Moving in the right direction: tobacco packaging and labeling in the Americas

Crosbie et al.


To assess the adoption of tobacco packaging and labeling policies based on the World Health Organization (WHO) Framework Convention on Tobacco Control (FCTC)’s Article 11 guidelines, in the WHO Region of the Americas (AMRO).


We reviewed tobacco control laws in AMRO from the Campaign for Tobacco-Free Kids’ Tobacco Control Laws database. We analyzed four sub-policy areas for smoked and smokeless tobacco products: 1) health warning labels (HWLs), 2) constituents and emissions (C&Es), 3) misleading tobacco packaging and labeling, and 4) standardized “plain” packaging.

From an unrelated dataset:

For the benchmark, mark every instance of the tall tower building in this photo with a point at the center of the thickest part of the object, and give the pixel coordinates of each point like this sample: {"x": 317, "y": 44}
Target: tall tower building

Of 35 countries in AMRO, 31 have tobacco packaging and labeling laws. Twenty-six countries require pictorial HWLs, 24 require warnings printed on at least 50% of the front and back of the packs, and 24 rotate a single or multiple (from 2 to 16) warnings within a specified period (from 5 up to 24 months). Only 21 countries require descriptive messages on toxic C&Es information. Twenty-seven countries ban brand descriptors with references to implied harm reduction (e.g., “light”), 24 ban figures, colors, and other signs, but only 13 prohibit emission yields printed on the packs. Only Canada and Uruguay have adopted standardized tobacco packaging while Uruguay also requires a single presentation (one brand variant) per brand family.


Many countries in AMRO have made good progress in adopting multiple, rotating, large pictorial HWLs and banning misleading brand descriptors. However, there needs to be greater attention on other tobacco packaging and labeling provisions with a focus on implementing standardized tobacco packaging.